A high degree of platelet adhesion and activation can lead to thrombus formation. Thus, platelet surface adhesion and activation are the most important factors to assess hemocompatibility of a biomaterial. In this study, DLC reduced platelet adhesion and, platelets on DLC-coated grafts retained their round shape and were less likely to show pseudopodia formation, which indicates less activation of the platelets26. These phenomena are positive aspects on the surface hemocompatibility.

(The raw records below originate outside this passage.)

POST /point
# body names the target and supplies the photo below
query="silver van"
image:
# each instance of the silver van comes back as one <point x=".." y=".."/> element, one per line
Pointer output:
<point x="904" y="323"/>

Whole blood contact tests were performed using human blood in vitro and blood of rats and swine in vivo. Blood clot formation was scarce and comparable between uncoated ePTFE and DLC-coated ePTFE in all the three tests, although there was a thin fibrin layer after in vitro human (static condition) and in vivo rat (flow condition) whole blood contact tests, which is consistent with the results of fibrinogen adsorption test and SDS-PAGE. However, increased fibrinogen attachment does not always imply less surface hemocompatibility as described in a previous report27. The results of the swine model in this study indicate that the short term hemocompatibility in both pulsatile and constant blood flow condition is comparable between DLC-coated and uncoated ePTFE surface.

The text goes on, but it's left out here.